Here is a single line solution with rows_update()
:
df1 %>%
rows_update(lookup_df, by = "state_abbrev")
Demo:
library(dplyr)
### Main Dataframe ###
df1 <- tibble(
state_abbrev = state.abb[1:10],
state_name = c(state.name[1:5], rep(NA, 3), state.name[9:10]),
value = sample(500:1200, 10, replace=TRUE)
)
### Lookup Dataframe ###
lookup_df <- tibble(
state_abbrev = state.abb[6:8],
state_name = state.name[6:8]
)
df1 %>%
rows_update(lookup_df, by = "state_abbrev")
#> # A tibble: 10 x 3
#> state_abbrev state_name value
#> <chr> <chr> <int>
#> 1 AL Alabama 532
#> 2 AK Alaska 640
#> 3 AZ Arizona 521
#> 4 AR Arkansas 523
#> 5 CA California 970
#> 6 CO Colorado 695
#> 7 CT Connecticut 504
#> 8 DE Delaware 1088
#> 9 FL Florida 979
#> 10 GA Georgia 1059
Picking up Alistaire's and Nettle's suggestions and transforming into a working solution
df1 %>%
left_join(lookup_df, by = "state_abbrev") %>%
mutate(state_name = coalesce(state_name.x, state_name.y)) %>%
select(-state_name.x, -state_name.y)
# A tibble: 10 x 3 state_abbrev value state_name <chr> <int> <chr> 1 AL 671 Alabama 2 AK 501 Alaska 3 AZ 1030 Arizona 4 AR 694 Arkansas 5 CA 881 California 6 CO 821 Colorado 7 CT 742 Connecticut 8 DE 665 Delaware 9 FL 948 Florida 10 GA 790 Georgia
The OP has stated to prefer a "tidyverse" solution. However, update joins are already available with the data.table
package:
library(data.table)
setDT(df1)[setDT(lookup_df), on = "state_abbrev", state_name := i.state_name]
df1
state_abbrev state_name value 1: AL Alabama 1103 2: AK Alaska 1036 3: AZ Arizona 811 4: AR Arkansas 604 5: CA California 868 6: CO Colorado 1129 7: CT Connecticut 819 8: DE Delaware 1194 9: FL Florida 888 10: GA Georgia 501
library(bench)
bm <- press(
na_share = c(0.1, 0.5, 0.9),
n_row = length(state.abb) * 2 * c(1, 100, 10000),
{
n_na <- na_share * length(state.abb)
set.seed(1)
na_idx <- sample(length(state.abb), n_na)

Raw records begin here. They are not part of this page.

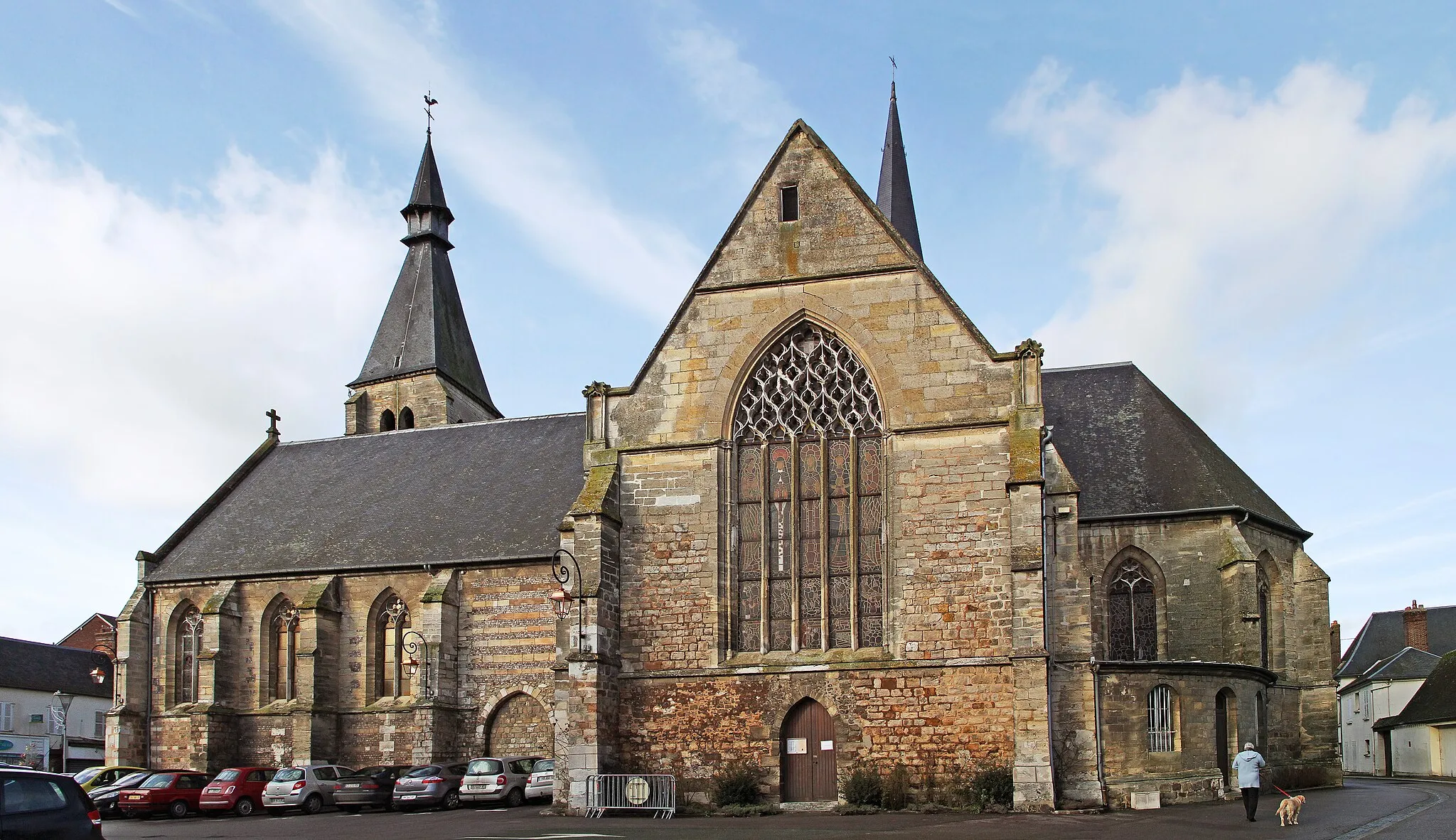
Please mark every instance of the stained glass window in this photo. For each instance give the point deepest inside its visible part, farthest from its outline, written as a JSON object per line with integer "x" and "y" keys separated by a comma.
{"x": 808, "y": 512}
{"x": 1132, "y": 615}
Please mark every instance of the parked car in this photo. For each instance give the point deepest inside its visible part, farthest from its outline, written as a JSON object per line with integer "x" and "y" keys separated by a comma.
{"x": 107, "y": 799}
{"x": 46, "y": 805}
{"x": 236, "y": 790}
{"x": 171, "y": 792}
{"x": 498, "y": 779}
{"x": 369, "y": 787}
{"x": 430, "y": 785}
{"x": 308, "y": 788}
{"x": 542, "y": 785}
{"x": 94, "y": 777}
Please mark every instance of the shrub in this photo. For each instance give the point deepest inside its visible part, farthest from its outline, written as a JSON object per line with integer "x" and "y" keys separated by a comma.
{"x": 864, "y": 787}
{"x": 897, "y": 790}
{"x": 737, "y": 784}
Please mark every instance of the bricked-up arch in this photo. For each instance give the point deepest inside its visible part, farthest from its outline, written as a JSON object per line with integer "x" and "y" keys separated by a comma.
{"x": 808, "y": 500}
{"x": 519, "y": 726}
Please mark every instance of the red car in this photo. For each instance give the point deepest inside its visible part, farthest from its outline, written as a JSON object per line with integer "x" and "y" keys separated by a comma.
{"x": 237, "y": 790}
{"x": 173, "y": 792}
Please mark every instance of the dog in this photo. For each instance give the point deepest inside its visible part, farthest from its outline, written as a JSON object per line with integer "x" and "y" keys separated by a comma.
{"x": 1289, "y": 810}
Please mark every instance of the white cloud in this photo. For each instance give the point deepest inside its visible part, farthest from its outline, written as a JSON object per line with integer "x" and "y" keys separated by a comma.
{"x": 520, "y": 169}
{"x": 1228, "y": 216}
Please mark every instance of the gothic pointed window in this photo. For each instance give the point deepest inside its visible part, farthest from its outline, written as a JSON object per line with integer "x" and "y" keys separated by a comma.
{"x": 188, "y": 645}
{"x": 284, "y": 652}
{"x": 392, "y": 677}
{"x": 1132, "y": 613}
{"x": 808, "y": 512}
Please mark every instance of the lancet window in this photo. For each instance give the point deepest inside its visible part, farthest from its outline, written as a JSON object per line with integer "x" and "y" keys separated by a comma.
{"x": 808, "y": 500}
{"x": 1132, "y": 613}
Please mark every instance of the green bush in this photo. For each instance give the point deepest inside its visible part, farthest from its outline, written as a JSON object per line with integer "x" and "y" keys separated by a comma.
{"x": 737, "y": 784}
{"x": 897, "y": 790}
{"x": 864, "y": 787}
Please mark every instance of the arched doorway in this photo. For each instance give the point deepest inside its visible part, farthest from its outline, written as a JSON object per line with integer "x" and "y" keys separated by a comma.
{"x": 807, "y": 755}
{"x": 520, "y": 727}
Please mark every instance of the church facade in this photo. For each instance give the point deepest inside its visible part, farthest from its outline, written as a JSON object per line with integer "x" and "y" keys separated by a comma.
{"x": 828, "y": 524}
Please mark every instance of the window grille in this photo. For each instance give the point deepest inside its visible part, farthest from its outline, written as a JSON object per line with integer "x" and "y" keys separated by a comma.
{"x": 808, "y": 488}
{"x": 1132, "y": 615}
{"x": 1161, "y": 719}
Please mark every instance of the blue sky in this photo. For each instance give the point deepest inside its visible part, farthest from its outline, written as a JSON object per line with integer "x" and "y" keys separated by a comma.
{"x": 198, "y": 208}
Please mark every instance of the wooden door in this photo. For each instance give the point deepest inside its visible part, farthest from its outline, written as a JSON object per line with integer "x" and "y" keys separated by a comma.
{"x": 807, "y": 755}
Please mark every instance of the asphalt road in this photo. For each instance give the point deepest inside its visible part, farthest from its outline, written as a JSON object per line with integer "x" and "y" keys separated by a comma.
{"x": 1386, "y": 810}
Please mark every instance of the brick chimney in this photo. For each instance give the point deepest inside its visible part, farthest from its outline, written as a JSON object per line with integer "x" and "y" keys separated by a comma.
{"x": 1415, "y": 628}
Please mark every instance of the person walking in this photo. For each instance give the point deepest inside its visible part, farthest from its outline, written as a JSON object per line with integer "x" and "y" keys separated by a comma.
{"x": 1247, "y": 765}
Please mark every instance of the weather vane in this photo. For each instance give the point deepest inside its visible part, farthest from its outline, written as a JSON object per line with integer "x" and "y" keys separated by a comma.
{"x": 430, "y": 115}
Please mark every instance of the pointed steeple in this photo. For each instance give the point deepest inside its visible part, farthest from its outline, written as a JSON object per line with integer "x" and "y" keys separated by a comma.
{"x": 424, "y": 329}
{"x": 894, "y": 198}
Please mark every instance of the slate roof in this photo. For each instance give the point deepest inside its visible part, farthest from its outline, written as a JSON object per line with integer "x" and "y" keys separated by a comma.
{"x": 493, "y": 490}
{"x": 424, "y": 323}
{"x": 893, "y": 197}
{"x": 1383, "y": 634}
{"x": 1408, "y": 664}
{"x": 43, "y": 667}
{"x": 1433, "y": 702}
{"x": 1133, "y": 452}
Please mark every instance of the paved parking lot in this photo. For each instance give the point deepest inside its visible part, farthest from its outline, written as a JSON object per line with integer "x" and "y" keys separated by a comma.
{"x": 1363, "y": 808}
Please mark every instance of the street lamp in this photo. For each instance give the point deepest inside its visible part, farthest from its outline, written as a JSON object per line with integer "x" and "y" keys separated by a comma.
{"x": 562, "y": 598}
{"x": 412, "y": 664}
{"x": 66, "y": 714}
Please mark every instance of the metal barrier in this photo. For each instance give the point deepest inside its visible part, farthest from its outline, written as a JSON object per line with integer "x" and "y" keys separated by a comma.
{"x": 632, "y": 792}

tmp <- data.table(state_abbrev = state.abb, state_name = state.name)
lookup_df <-tmp[na_idx]
tmp[na_idx, state_name := NA]
df0 <- as_tibble(tmp[sample(length(state.abb), n_row, TRUE)])
mark(
dplyr = {
df1 <- copy(df0)
df1 <- df1 %>%
left_join(lookup_df, by = "state_abbrev") %>%
mutate(state_name = coalesce(state_name.x, state_name.y)) %>%
select(-state_name.x, -state_name.y)
df1
},
upd_join = {
df1 <- copy(df0)
setDT(df1)[setDT(lookup_df), on = "state_abbrev", state_name := i.state_name]
df1
}
)
}
)
ggplot2::autoplot(bm)
data.table
's upate join is always faster (note the log time scale).
As the update join modifies the data object, a fresh copy is used for each benchmark run.